The reason I am asking is because I have run into some problems training on multiple GPUs for few-shot learning. In few-shot learning batches are constructed in a specific manner, i.e., a seperation between support images and query images. By splitting the batch evenly, the batches sent to different GPUs will not contain the same classes, and there will be different number of examples per class. I have noticed some performance drop in my models, which were mitigated by shuffling the data before passing it through the model and reordering it after getting my required features:

        # we have to shuffle the batch for multi-gpu training purposes
        shuffle = torch.randperm(input.shape[0])
        input = input[shuffle]

        # idx keeps track on how to shuffle back to original order
        idx = torch.argsort(shuffle)

        # get features
        features, output = model(input, use_fc=False)

        # shuffle back so protonet loss still works
        features = features[idx]

If batches are split evenly, is there an in-built method to send each image to a random GPU, and preserve the order once the output is returned?
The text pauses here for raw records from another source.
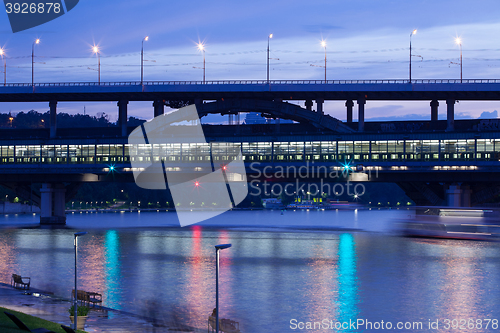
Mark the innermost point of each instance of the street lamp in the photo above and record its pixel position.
(268, 39)
(2, 53)
(37, 41)
(75, 313)
(411, 34)
(96, 51)
(458, 41)
(323, 43)
(217, 249)
(201, 47)
(142, 58)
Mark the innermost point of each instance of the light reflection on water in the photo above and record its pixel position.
(268, 276)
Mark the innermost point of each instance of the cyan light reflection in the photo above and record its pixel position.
(347, 279)
(112, 269)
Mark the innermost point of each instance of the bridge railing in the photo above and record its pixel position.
(254, 82)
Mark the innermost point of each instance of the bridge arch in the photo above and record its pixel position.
(273, 109)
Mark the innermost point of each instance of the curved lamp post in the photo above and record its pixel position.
(2, 53)
(37, 41)
(217, 249)
(75, 313)
(96, 51)
(458, 41)
(268, 40)
(201, 47)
A quick test shows that the data is split sequentially:

import torch
import torch.nn as nn

class MyModel(nn.Module):
    def __init__(self):
        super(MyModel, self).__init__()

    def forward(self, x):
        print(x, x.device)
        return x

model = MyModel()
model = nn.DataParallel(model)

batch_size = 2
x = torch.arange(batch_size * 8).float().view(batch_size*8, -1)

out = model(x)


        [3.]], device='cuda:1') cuda:1
        [1.]], device='cuda:0') cuda:0
        [11.]], device='cuda:5') cuda:5
        [9.]], device='cuda:4') cuda:4
        [15.]], device='cuda:7') cuda:7
        [5.]], device='cuda:2') cuda:2
        [7.]], device='cuda:3') cuda:3
        [13.]], device='cuda:6') cuda:6

If you need to shuffle the data, you would have to apply the shuffling manually before passing the data to nn.DataParallel (assuming you are using this approach).


Shuffling the data manually before passing to nn.Dataparallel worked :slight_smile: Thanks a lot!